Ducal is a Guatemalan brand of canned beans that are very good… The texture on the refried beans are extra smooth. Most popular are their black beans, i really like the rojos as well
Usually i get them at Northgate Gonzalez markets
Thanks!
Thanks for the reminder. I’ve been meaning to post.
Hummus w/Crispy Chickpeas & Mom’s (not mine, the company) Labneh w/Sundried Tomato Pesto & Pita
These were canned (from my earthquake food collection) but I got the RG Chickpeas in my last order and am excited to cook them, especially after reading the recent posts about how great they are. I would use more Tahini next time because I like it smoother. Oh and yes, frying the CP longer yields more crispy.
Yes. You can get them at most Mexican Markets, but they often are in the regional section vs. the regular foods section. On occassion you can find them at Target. I get them from the Tiendita around the corner… I buy the can, never have tried the pouch.
Thank you! I was just in Monsieur Marcels today (Must have my Paris Ham!) and I saw they had the white ones! I still have a few here to work through before I pick some up.
Just received a can from my mom lol! I’m never too old to get food or clothes from mom
Are you my secret sibling?!?
A few years back BIL was visiting us and we had dinner at the ranch with my parents.
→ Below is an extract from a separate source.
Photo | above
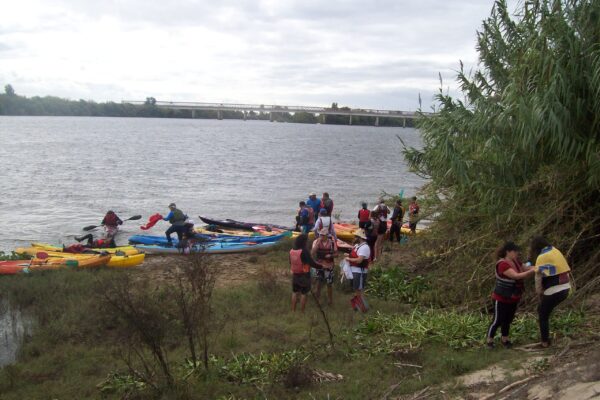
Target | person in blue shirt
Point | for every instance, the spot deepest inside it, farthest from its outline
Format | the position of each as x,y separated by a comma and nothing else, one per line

When were getting ready to go my mom pulled out with the ‘bag’ that included several vintage finds from the swap meet (I trained her what to look for) and a big bag of black beans (Mija…estaban dos por uno) BIL started in how I get my beans from my mom and I’m like… YEAH. Because she loves me… He shut up about it after that…
RG Alubia Blancas with minced red torpedo onion, chopped parsley, lemon zest and some chile flakes. Oh, and some shrimp and broccolini to go with them
PSA: Bean Lovin’ Beverly Hills / Mid-City Dwellers (@Dommy @Luluthemagnificent, et al). There’s a small booth selling Heirloom Beans at the BHFM Burton Wy.
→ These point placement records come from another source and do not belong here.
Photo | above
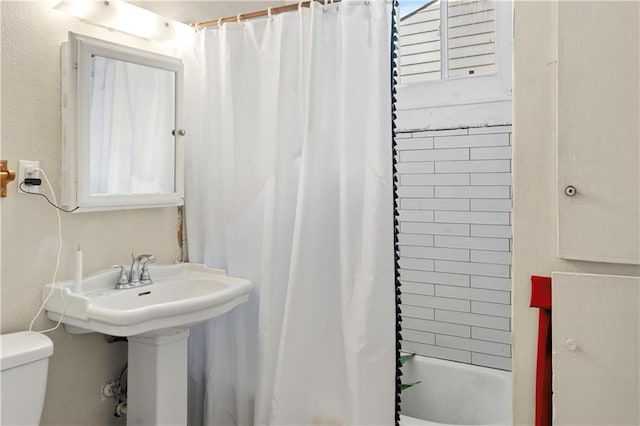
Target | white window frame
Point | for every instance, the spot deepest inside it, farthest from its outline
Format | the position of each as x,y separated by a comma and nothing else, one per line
472,89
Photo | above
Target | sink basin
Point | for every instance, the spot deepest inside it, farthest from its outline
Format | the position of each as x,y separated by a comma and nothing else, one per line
181,295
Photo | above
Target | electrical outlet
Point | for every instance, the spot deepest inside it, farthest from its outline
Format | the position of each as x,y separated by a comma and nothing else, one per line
28,169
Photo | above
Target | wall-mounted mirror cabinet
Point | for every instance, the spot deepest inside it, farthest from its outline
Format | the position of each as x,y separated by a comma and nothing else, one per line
122,140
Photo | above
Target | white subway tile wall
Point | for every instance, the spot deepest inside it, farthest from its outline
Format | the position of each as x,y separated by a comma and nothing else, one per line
455,244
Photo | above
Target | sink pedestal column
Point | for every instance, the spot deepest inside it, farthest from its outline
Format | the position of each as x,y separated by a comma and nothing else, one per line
157,378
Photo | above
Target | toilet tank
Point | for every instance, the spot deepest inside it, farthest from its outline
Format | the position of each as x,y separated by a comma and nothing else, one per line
24,361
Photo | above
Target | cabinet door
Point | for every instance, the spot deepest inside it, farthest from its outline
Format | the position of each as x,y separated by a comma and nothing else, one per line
596,346
598,131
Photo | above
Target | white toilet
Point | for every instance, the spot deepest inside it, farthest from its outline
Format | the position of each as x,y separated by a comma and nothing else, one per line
24,360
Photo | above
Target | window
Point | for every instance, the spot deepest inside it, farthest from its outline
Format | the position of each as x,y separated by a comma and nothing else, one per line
443,39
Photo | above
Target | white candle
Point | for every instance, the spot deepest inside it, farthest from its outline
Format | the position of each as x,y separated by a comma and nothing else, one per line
77,282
I haven’t cooked with them yet. TBC…
One more thing
@Dommy @DiningDiva or anyone who was in the conversation about a particular bean that has a relatively short shelf life. Do anyone remember which one? I tried to do search in this thread but can’t find it. Thanks!
I believe it was the flor de mayo heirloom bean. Beans don’t go bad per se but they do lose their texture and the more you hold on to them.
I believe this is a bean that RG holds on to for their club more than anything else. It’s very good. I have had it in Mexico.